The EdNext poll asked, “About what share of instructional time in high school do you think students should spend receiving instruction independently through or on a computer?”
This question assumes a binary relationship between student and computer, not the complex interdependency between student, teacher and computer.
Further, the wording of the question ignores major aspects of high-quality blended learning, including:
- Pedagogy: Blended learning is not defined solely by the presence and use of computers. Rather, blended learning is an instructional strategy that supports teachers in their systematic integration of technology tools to customize instruction to the different level and pace at which individual students learn, so students are better engaged and share responsibility for their learning. The poll’s approach has a narrow and misplaced emphasis on computer time and therefore misses the broader context of blended learning and likely, more support for it.
- Response options: By requiring respondents to indicate what percentage of time students should spend on a computer and drawing conclusions based on those relative percentages as to the strength of support for blended learning is completely misguided; more computer time does not equal better blended learning. In fact, there is no “right” amount of computer time in blended learning. How much time a student spends on a computer should directly relate to his/her instructional needs, pace and choice. 30% or more time spent on computers is arbitrary; a student on a computer for 10% of his/her time — for the right instructional reasons — could be more effective than a student on a computer for 70% of the time.
- Limiting the question to high school: The question should cover all grade levels since blended learning is as frequently employed at the elementary and middle school levels as it is in high school. Moreover, the parents in the poll (who were oversampled) that may not have students in high school which may influence their responses (no data is provided on the grade level of the students of parents responding). Focusing only on high schools is simply too narrow a dataset from which to draw general conclusions about blended learning support overall.

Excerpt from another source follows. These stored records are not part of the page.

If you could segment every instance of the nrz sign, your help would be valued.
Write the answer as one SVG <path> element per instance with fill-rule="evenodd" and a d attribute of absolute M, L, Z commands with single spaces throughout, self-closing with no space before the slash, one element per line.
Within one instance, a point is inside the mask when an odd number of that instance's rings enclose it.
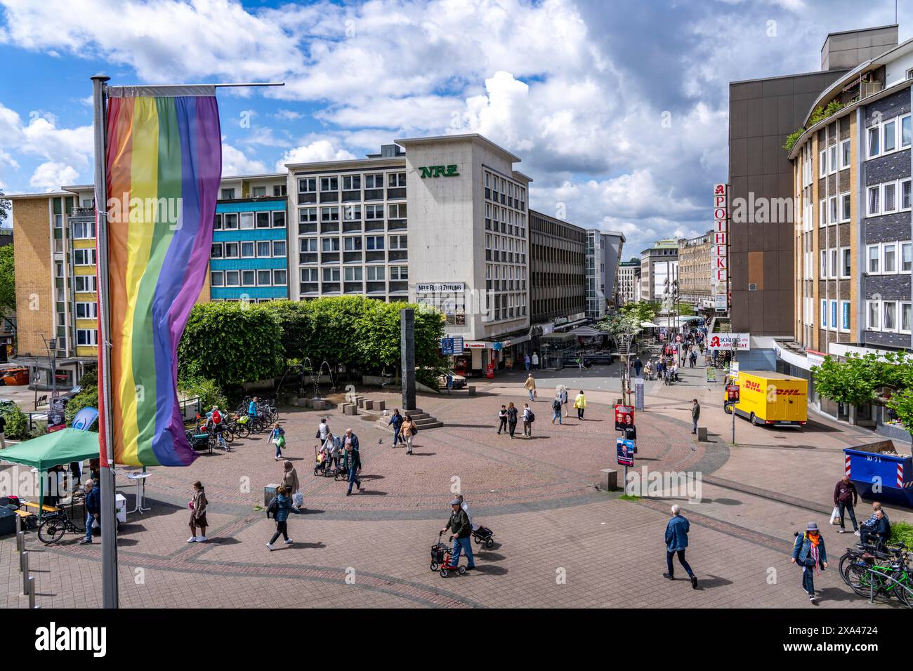
<path fill-rule="evenodd" d="M 425 177 L 456 177 L 459 174 L 456 165 L 426 165 L 420 167 L 422 179 Z"/>

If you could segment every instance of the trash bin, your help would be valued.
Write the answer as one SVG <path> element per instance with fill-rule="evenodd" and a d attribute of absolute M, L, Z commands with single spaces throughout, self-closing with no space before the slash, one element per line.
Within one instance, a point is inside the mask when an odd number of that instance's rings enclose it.
<path fill-rule="evenodd" d="M 844 448 L 845 473 L 869 500 L 913 507 L 913 456 L 887 455 L 890 441 Z"/>

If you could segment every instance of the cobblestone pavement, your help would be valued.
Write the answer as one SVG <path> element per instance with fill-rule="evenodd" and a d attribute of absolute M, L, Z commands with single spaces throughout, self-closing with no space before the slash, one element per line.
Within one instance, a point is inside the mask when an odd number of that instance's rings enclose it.
<path fill-rule="evenodd" d="M 263 487 L 277 482 L 281 469 L 264 437 L 238 441 L 236 452 L 203 456 L 188 468 L 152 469 L 146 497 L 152 509 L 130 515 L 119 534 L 121 605 L 871 607 L 835 571 L 816 578 L 822 600 L 810 605 L 799 570 L 789 563 L 792 534 L 809 520 L 824 529 L 834 568 L 855 540 L 827 526 L 830 496 L 842 472 L 842 447 L 868 435 L 824 420 L 786 431 L 737 419 L 738 445 L 730 446 L 720 388 L 703 383 L 703 369 L 687 370 L 686 381 L 671 387 L 648 383 L 635 470 L 699 473 L 699 502 L 668 489 L 624 500 L 620 492 L 593 487 L 601 468 L 614 467 L 610 411 L 618 393 L 612 371 L 570 372 L 536 372 L 532 439 L 495 433 L 499 405 L 527 401 L 525 372 L 477 382 L 473 397 L 465 391 L 420 396 L 419 406 L 446 425 L 420 432 L 413 456 L 393 448 L 373 417 L 329 411 L 331 428 L 352 426 L 362 446 L 364 491 L 348 498 L 345 483 L 311 472 L 311 436 L 321 413 L 283 412 L 286 456 L 298 468 L 307 510 L 289 519 L 296 542 L 279 541 L 272 552 L 264 544 L 273 522 L 257 507 Z M 583 421 L 551 424 L 549 401 L 559 383 L 586 391 Z M 388 407 L 397 403 L 391 393 L 365 394 L 386 399 Z M 711 435 L 707 443 L 690 434 L 695 397 Z M 131 505 L 125 470 L 118 488 Z M 186 502 L 196 479 L 210 500 L 210 540 L 186 543 Z M 474 519 L 494 529 L 496 543 L 490 550 L 474 546 L 476 572 L 443 579 L 429 571 L 429 548 L 456 489 Z M 673 502 L 691 521 L 687 559 L 699 580 L 697 591 L 680 568 L 676 582 L 662 577 L 663 531 Z M 903 510 L 889 514 L 911 519 Z M 100 545 L 79 546 L 79 540 L 69 535 L 47 547 L 28 534 L 43 607 L 100 605 Z M 26 605 L 17 567 L 15 540 L 0 541 L 2 607 Z"/>

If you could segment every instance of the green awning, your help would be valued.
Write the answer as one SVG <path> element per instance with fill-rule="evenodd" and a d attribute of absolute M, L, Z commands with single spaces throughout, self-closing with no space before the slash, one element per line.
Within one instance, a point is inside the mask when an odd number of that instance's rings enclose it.
<path fill-rule="evenodd" d="M 0 459 L 46 471 L 52 466 L 99 457 L 99 435 L 65 428 L 0 450 Z"/>

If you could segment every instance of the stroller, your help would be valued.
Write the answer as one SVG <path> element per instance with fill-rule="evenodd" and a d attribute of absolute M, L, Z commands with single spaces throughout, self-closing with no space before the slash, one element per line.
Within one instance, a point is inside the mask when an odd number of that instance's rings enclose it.
<path fill-rule="evenodd" d="M 495 541 L 492 539 L 494 535 L 494 531 L 481 525 L 479 525 L 478 529 L 472 529 L 472 540 L 476 541 L 476 545 L 484 545 L 487 550 L 491 550 L 494 547 Z"/>
<path fill-rule="evenodd" d="M 450 561 L 450 546 L 441 542 L 443 531 L 437 534 L 437 542 L 431 546 L 431 570 L 440 570 L 441 577 L 446 578 L 451 571 L 460 575 L 466 573 L 465 566 L 454 566 Z"/>

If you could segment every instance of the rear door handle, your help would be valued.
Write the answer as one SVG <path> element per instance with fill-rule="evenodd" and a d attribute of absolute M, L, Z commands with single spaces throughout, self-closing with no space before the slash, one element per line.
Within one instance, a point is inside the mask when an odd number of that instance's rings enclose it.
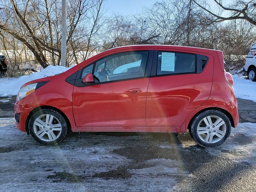
<path fill-rule="evenodd" d="M 135 89 L 130 89 L 128 90 L 128 91 L 131 94 L 134 94 L 135 93 L 138 93 L 140 92 L 140 88 L 135 88 Z"/>

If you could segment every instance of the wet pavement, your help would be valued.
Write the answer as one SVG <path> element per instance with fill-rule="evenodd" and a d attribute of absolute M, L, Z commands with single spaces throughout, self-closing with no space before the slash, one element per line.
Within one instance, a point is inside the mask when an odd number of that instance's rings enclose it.
<path fill-rule="evenodd" d="M 256 190 L 256 124 L 251 123 L 256 103 L 251 101 L 238 99 L 243 123 L 221 146 L 204 148 L 188 133 L 70 132 L 60 144 L 44 146 L 6 118 L 13 116 L 14 100 L 0 98 L 4 191 Z"/>

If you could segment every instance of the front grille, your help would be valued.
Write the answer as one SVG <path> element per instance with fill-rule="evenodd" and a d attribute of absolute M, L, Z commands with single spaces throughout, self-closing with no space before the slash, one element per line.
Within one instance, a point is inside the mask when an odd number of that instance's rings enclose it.
<path fill-rule="evenodd" d="M 15 114 L 15 120 L 17 123 L 20 123 L 20 113 L 17 113 Z"/>

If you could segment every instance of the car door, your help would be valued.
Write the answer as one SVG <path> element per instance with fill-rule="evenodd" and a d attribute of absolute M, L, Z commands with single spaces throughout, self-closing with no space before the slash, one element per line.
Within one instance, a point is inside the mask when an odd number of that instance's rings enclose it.
<path fill-rule="evenodd" d="M 118 131 L 114 127 L 146 126 L 146 95 L 152 63 L 148 58 L 152 54 L 153 51 L 118 53 L 78 71 L 73 94 L 78 130 L 108 126 Z M 89 72 L 93 73 L 95 82 L 83 84 L 82 78 Z"/>
<path fill-rule="evenodd" d="M 207 100 L 213 57 L 182 50 L 155 51 L 147 96 L 147 126 L 176 127 Z"/>

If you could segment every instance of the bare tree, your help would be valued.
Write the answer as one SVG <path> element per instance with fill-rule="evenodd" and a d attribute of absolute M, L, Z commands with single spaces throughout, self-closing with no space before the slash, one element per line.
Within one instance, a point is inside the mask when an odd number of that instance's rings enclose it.
<path fill-rule="evenodd" d="M 192 0 L 198 6 L 216 18 L 216 22 L 243 19 L 254 25 L 256 25 L 256 2 L 254 0 L 250 1 L 237 0 L 233 5 L 230 5 L 228 7 L 223 4 L 223 1 L 222 0 L 214 0 L 214 2 L 221 9 L 221 11 L 218 13 L 214 13 L 210 8 L 208 8 L 206 6 L 203 6 L 202 4 L 198 2 L 198 0 Z M 229 13 L 229 16 L 222 16 L 221 13 L 223 11 L 227 11 Z"/>
<path fill-rule="evenodd" d="M 76 51 L 73 49 L 80 42 L 79 39 L 81 36 L 87 37 L 94 34 L 95 29 L 98 30 L 97 23 L 100 17 L 93 20 L 92 13 L 97 10 L 100 15 L 102 2 L 68 2 L 67 45 L 69 49 L 67 50 L 67 55 L 70 56 L 71 52 L 72 57 L 77 59 L 77 56 L 72 54 Z M 43 68 L 50 64 L 59 65 L 61 40 L 60 2 L 56 0 L 10 0 L 1 2 L 0 6 L 3 8 L 0 10 L 0 31 L 8 33 L 24 45 Z M 92 20 L 96 24 L 92 28 L 86 28 L 85 26 L 89 26 L 86 23 Z M 77 34 L 78 31 L 82 35 L 77 38 L 74 34 Z M 88 47 L 84 46 L 83 49 L 86 49 Z"/>

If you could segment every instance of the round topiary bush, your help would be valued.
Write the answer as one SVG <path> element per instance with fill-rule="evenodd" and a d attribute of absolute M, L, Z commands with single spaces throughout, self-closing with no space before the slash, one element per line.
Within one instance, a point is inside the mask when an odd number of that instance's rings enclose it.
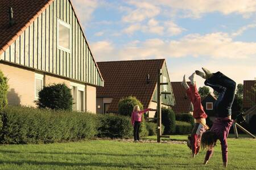
<path fill-rule="evenodd" d="M 0 110 L 7 104 L 8 79 L 0 70 Z"/>
<path fill-rule="evenodd" d="M 36 105 L 39 108 L 72 109 L 73 97 L 71 90 L 65 84 L 53 84 L 44 87 L 39 93 Z"/>
<path fill-rule="evenodd" d="M 128 96 L 124 97 L 118 102 L 118 113 L 123 116 L 131 116 L 133 108 L 135 105 L 138 105 L 141 110 L 143 109 L 141 101 L 136 97 Z"/>
<path fill-rule="evenodd" d="M 175 113 L 170 108 L 162 108 L 162 123 L 164 126 L 164 134 L 173 134 L 175 132 Z"/>

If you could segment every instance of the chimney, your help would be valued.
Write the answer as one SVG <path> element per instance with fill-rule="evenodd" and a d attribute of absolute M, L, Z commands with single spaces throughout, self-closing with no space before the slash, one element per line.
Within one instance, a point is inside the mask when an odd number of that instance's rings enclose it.
<path fill-rule="evenodd" d="M 9 26 L 10 27 L 13 26 L 14 24 L 14 20 L 13 19 L 13 10 L 11 7 L 9 8 Z"/>
<path fill-rule="evenodd" d="M 147 84 L 149 84 L 150 83 L 149 74 L 148 74 L 147 76 Z"/>

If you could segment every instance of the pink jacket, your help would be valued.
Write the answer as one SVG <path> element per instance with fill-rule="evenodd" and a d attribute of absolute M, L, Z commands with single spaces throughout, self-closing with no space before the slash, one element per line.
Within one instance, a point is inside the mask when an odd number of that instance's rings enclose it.
<path fill-rule="evenodd" d="M 133 112 L 131 113 L 131 124 L 133 125 L 133 126 L 134 125 L 135 121 L 141 122 L 141 116 L 142 113 L 144 113 L 150 110 L 151 109 L 146 109 L 138 112 Z"/>

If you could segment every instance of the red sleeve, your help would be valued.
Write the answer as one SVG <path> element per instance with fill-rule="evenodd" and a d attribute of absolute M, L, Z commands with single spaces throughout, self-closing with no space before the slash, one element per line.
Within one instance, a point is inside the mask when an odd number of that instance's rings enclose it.
<path fill-rule="evenodd" d="M 213 148 L 212 148 L 210 150 L 208 150 L 207 152 L 207 154 L 205 155 L 205 158 L 204 158 L 204 160 L 209 160 L 209 159 L 212 156 L 213 152 Z"/>
<path fill-rule="evenodd" d="M 134 112 L 131 113 L 131 122 L 133 126 L 134 125 L 135 117 L 134 117 Z"/>

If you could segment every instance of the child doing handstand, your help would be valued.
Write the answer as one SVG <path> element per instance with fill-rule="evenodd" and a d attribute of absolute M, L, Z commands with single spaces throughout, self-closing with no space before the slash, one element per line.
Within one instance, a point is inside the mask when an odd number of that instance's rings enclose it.
<path fill-rule="evenodd" d="M 191 80 L 189 86 L 186 82 L 185 75 L 184 75 L 183 80 L 181 82 L 181 84 L 186 90 L 187 96 L 189 98 L 193 104 L 193 117 L 196 120 L 196 124 L 192 129 L 191 135 L 188 136 L 188 140 L 187 142 L 188 146 L 192 150 L 192 156 L 193 158 L 199 152 L 202 134 L 209 129 L 209 127 L 206 125 L 205 120 L 207 114 L 204 112 L 204 108 L 201 104 L 201 97 L 195 82 L 194 76 L 195 74 L 196 73 L 193 73 L 188 78 Z"/>
<path fill-rule="evenodd" d="M 228 143 L 226 138 L 232 125 L 231 109 L 234 101 L 236 82 L 220 71 L 212 73 L 208 70 L 202 68 L 203 72 L 196 71 L 196 74 L 205 79 L 204 84 L 212 87 L 219 94 L 217 100 L 213 105 L 216 118 L 208 131 L 205 132 L 201 138 L 203 148 L 207 148 L 204 163 L 207 164 L 212 155 L 213 147 L 217 140 L 221 142 L 223 165 L 228 165 Z"/>

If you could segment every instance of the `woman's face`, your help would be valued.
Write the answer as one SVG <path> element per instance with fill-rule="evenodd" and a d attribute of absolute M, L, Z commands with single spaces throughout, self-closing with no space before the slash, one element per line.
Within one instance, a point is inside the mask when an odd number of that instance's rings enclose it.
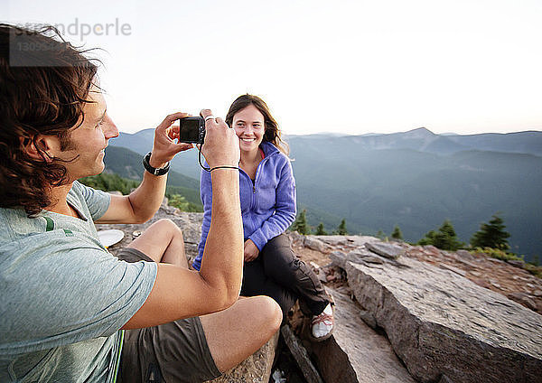
<path fill-rule="evenodd" d="M 233 116 L 232 125 L 239 137 L 241 153 L 257 150 L 266 132 L 264 122 L 264 115 L 252 104 Z"/>

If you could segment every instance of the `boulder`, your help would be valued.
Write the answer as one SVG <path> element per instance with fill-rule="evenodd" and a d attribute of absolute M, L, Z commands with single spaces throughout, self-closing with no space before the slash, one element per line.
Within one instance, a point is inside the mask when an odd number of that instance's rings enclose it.
<path fill-rule="evenodd" d="M 373 253 L 377 253 L 379 256 L 390 259 L 397 259 L 405 253 L 405 249 L 403 248 L 391 243 L 369 242 L 365 245 L 365 247 Z"/>
<path fill-rule="evenodd" d="M 333 335 L 311 344 L 326 383 L 415 383 L 386 336 L 361 320 L 360 304 L 349 295 L 326 288 L 335 301 Z"/>
<path fill-rule="evenodd" d="M 454 273 L 401 262 L 346 262 L 346 271 L 414 378 L 542 382 L 542 316 Z"/>
<path fill-rule="evenodd" d="M 275 360 L 278 333 L 276 332 L 266 344 L 241 363 L 224 372 L 216 379 L 207 381 L 212 383 L 267 383 Z"/>
<path fill-rule="evenodd" d="M 325 252 L 326 245 L 317 238 L 313 236 L 307 236 L 304 238 L 304 245 L 305 248 L 309 248 L 313 250 L 320 251 L 321 253 Z"/>
<path fill-rule="evenodd" d="M 346 263 L 346 254 L 342 251 L 333 251 L 330 254 L 330 259 L 332 260 L 332 264 L 338 267 L 344 269 Z"/>

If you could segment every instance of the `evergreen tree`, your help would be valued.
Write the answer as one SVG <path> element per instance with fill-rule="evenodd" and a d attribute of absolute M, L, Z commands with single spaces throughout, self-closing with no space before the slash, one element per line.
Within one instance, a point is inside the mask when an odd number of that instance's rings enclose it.
<path fill-rule="evenodd" d="M 506 226 L 499 213 L 493 214 L 489 223 L 482 223 L 480 230 L 475 232 L 471 238 L 471 245 L 474 248 L 491 248 L 508 250 L 510 248 L 507 238 L 509 233 L 504 230 Z"/>
<path fill-rule="evenodd" d="M 292 229 L 297 231 L 299 234 L 303 234 L 304 236 L 306 236 L 310 232 L 309 226 L 307 225 L 306 214 L 307 210 L 304 210 L 299 213 L 299 216 L 297 216 L 292 224 Z"/>
<path fill-rule="evenodd" d="M 403 239 L 403 233 L 397 225 L 393 228 L 393 233 L 391 233 L 391 238 L 395 239 Z"/>
<path fill-rule="evenodd" d="M 323 229 L 323 223 L 320 222 L 316 228 L 317 236 L 327 236 L 327 232 Z"/>
<path fill-rule="evenodd" d="M 343 219 L 341 221 L 341 224 L 339 225 L 337 229 L 334 231 L 334 233 L 339 236 L 348 236 L 348 230 L 346 229 L 346 220 Z"/>
<path fill-rule="evenodd" d="M 443 250 L 457 250 L 464 246 L 457 240 L 457 235 L 449 220 L 445 220 L 438 231 L 431 230 L 420 239 L 419 245 L 433 245 Z"/>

If the goal of the poll is to solicit feedback on how much time parents, teachers and others think students should spend on a computer, it does answer that narrow mission. However, as blended learning is so much more than just the use of a computer (or any technological device) the poll shoots wide of the mark and does not accurately represent a true picture of the support for blended learning.
Next year, EdNext has a chance to get the question right and provide real insight into support for blended learning. As blended learning becomes more widely implemented across the country, it is important we find out the strength of support for the effective implementation of blended learning — the systematic integration of technology tools by teachers to customize instruction to each student’s individual needs and pace.